Sequer há um debate sério sobre a necessidade de abolir regras tributárias que praticamente só o Brasil tem, como a isenção da taxação de lucros e dividendos da pessoa física. Segundo estudo do Programa para o Desenvolvimento das Nações Unidas, apenas a reinstituição da tributação sobre essa classe de rendimentos por uma alíquota linear de 15% traria aos cofres públicos mais de R$ 190 bilhões anuais. O Ministério da Fazenda reconheceu em relatório recente que a alíquota efetiva do imposto de renda, isto é, descontadas isenções e outros privilégios, incidente sobre o estrato mais rico da população (mais de 160 salários mínimos anuais) caiu 0,5% entre 2007 e 2013, enquanto que subiu 1,6% na camada mais pobre (até 20 salários mínimos anuais).
No que diz respeito à distribuição não equitativa dos ônus da PEC 55, a experiência comparada fornece provas claras de que cortar gastos em direitos básicos enquanto que se mantêm privilégios é a receita certa para o aumento da desigualdade. Segundo relatório da ONG Oxfam, entre os principais fatores que explicam o crescimento recente da desigualdade na Europa estão as medidas de austeridade, que cortaram o gasto público, e a regressividade do sistema tributário. Exatamente o cenário que se busca reproduzir por aqui.
O próprio FMI (Fundo Monetário Internacional), ao comparar programas de consolidação fiscal pelo lado do gasto e da arrecadação, concluiu que ajustes do primeiro tipo, como o promovido pela PEC 55, levam a um aumento significativo e persistente da desigualdade, à diminuição da renda salarial e da parcela salarial da renda e ao aumento do desemprego de longa duração – sem nenhum impacto econômico positivo.
O ônus de demonstrar que todas as alternativas menos gravosas foram avaliadas é do governo, e está mais do que claro que ele não se desincumbiu dessa obrigação para com a sociedade brasileira.
Se aprovada, a PEC 55 certamente resultará em uma séria erosão dos direitos sociais como resultado de uma diminuição da despesa real per capita, à medida que a demanda por serviços vai aumentar e as receitas não, prejudicando o progresso de vários direitos sociais, especialmente para os mais vulneráveis que dependem mais da prestação de serviços públicos.

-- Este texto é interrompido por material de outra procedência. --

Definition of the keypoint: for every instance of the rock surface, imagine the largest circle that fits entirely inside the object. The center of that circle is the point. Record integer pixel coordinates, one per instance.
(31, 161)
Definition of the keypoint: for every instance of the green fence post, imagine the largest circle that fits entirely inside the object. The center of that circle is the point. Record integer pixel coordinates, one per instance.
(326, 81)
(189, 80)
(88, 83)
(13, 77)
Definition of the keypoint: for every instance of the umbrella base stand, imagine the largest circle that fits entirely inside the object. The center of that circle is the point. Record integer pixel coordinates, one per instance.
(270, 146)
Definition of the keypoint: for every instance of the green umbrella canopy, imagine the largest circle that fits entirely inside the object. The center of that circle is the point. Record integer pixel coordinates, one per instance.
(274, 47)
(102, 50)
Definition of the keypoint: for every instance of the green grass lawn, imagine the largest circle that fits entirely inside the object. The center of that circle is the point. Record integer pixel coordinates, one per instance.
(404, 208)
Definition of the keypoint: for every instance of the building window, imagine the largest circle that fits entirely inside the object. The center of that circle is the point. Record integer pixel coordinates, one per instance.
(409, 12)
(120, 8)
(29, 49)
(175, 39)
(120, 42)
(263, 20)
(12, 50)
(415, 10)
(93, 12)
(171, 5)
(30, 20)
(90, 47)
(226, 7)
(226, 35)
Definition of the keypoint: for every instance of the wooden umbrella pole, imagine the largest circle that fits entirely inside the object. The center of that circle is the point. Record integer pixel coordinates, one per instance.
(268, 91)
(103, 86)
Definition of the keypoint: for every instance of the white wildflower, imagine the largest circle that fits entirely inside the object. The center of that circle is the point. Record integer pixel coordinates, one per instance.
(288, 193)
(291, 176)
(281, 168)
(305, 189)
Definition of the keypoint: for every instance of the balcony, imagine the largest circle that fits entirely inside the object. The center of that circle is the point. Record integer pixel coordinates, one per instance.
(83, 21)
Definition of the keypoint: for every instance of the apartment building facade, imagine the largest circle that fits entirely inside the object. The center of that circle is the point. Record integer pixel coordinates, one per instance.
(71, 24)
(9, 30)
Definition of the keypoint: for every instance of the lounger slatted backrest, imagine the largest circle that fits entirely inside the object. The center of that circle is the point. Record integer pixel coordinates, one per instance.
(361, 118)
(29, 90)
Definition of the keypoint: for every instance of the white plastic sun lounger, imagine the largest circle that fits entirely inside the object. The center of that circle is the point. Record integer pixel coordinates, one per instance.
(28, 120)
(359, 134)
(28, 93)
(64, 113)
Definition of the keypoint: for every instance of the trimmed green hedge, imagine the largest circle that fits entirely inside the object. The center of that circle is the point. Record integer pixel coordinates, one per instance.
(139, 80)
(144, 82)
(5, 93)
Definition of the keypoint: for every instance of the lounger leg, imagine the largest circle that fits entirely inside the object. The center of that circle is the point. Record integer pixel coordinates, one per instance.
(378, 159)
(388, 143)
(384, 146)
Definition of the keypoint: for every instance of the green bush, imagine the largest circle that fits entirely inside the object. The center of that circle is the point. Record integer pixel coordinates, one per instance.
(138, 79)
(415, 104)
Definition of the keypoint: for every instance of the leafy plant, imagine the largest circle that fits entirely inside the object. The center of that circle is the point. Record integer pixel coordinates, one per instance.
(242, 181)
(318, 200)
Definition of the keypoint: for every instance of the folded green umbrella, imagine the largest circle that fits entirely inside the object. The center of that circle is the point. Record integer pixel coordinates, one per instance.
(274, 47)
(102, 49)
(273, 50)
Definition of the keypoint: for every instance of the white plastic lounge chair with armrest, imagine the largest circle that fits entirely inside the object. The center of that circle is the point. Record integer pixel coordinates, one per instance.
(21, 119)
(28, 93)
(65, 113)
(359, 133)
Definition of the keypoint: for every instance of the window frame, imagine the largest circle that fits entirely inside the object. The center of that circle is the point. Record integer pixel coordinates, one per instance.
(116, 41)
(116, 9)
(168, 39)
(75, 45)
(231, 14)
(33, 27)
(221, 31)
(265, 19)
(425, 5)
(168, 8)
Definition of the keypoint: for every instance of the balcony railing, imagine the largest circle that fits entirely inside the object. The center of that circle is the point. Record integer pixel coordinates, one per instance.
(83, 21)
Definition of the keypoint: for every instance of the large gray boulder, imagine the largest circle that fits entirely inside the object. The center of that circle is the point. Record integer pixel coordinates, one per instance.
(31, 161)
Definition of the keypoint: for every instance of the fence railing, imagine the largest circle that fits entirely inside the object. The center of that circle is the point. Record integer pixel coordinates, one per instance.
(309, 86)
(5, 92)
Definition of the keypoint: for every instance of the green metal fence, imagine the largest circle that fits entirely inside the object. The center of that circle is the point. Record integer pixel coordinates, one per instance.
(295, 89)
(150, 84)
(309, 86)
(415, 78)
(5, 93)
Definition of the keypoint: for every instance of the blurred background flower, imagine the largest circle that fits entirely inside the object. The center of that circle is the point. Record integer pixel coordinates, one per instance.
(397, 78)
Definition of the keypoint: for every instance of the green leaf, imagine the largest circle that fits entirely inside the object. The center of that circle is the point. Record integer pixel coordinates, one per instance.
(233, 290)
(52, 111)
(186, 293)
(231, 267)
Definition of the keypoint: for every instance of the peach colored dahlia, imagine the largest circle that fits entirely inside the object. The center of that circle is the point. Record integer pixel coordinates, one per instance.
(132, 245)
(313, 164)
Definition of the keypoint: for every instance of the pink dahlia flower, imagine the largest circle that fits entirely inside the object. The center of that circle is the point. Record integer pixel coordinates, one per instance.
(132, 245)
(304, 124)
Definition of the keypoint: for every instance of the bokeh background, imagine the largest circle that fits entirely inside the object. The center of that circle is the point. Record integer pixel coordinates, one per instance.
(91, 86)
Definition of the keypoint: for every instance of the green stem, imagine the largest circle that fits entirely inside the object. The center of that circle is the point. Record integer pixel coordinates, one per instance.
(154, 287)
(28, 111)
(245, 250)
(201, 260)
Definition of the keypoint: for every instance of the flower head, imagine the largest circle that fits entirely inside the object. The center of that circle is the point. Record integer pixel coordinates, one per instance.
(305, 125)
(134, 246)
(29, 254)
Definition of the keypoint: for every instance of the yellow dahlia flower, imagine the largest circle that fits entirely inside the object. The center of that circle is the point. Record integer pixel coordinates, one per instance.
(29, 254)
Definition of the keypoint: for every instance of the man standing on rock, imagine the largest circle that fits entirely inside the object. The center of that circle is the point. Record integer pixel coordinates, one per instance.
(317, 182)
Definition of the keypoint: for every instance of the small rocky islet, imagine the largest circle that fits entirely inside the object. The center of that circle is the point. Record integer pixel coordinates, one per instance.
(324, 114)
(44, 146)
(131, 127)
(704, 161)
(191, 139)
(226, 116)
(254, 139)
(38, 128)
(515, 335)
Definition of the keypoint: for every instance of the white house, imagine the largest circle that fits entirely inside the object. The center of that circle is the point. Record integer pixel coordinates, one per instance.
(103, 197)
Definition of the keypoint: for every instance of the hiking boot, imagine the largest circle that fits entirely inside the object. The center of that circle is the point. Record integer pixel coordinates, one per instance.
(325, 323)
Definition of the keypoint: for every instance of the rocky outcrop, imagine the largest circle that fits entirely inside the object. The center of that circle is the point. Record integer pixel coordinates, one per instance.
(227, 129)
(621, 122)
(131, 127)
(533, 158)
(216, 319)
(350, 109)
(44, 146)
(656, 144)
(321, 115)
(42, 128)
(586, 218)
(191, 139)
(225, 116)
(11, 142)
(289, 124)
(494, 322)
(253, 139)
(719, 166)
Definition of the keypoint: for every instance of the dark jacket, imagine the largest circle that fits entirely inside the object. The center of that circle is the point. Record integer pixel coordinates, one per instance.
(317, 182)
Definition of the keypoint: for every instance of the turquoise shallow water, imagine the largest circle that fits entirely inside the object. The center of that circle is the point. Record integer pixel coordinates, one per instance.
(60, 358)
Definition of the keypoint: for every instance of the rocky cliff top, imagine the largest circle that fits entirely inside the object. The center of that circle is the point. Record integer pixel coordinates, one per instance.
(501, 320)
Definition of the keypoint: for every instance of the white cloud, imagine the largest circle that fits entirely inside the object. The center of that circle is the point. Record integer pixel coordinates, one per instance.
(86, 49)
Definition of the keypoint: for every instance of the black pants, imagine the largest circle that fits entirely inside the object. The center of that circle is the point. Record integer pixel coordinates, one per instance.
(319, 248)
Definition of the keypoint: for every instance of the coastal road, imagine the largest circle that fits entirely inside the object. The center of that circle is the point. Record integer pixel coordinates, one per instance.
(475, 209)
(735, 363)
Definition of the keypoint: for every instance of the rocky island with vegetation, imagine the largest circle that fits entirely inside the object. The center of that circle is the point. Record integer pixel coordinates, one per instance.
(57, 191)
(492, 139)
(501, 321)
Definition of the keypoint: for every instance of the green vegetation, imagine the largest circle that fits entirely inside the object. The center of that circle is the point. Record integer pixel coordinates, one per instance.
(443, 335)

Por fim, por representar uma ameaça direta aos direitos fundamentais e uma ruptura do pacto social firmado na Constituição Federal de 1988, passível de questionamento junto ao Supremo Tribunal Federal, a medida expõe também o Brasil à condenação dos mecanismos internacionais de proteção de direitos humanos.Urge, portanto, suspender imediatamente a tramitação da PEC 55 e submetê-la a uma avaliação independente prévia do seu impacto sobre a capacidade do Brasil de cumprir com suas obrigações constitucionais e internacionais em matéria de direitos humanos.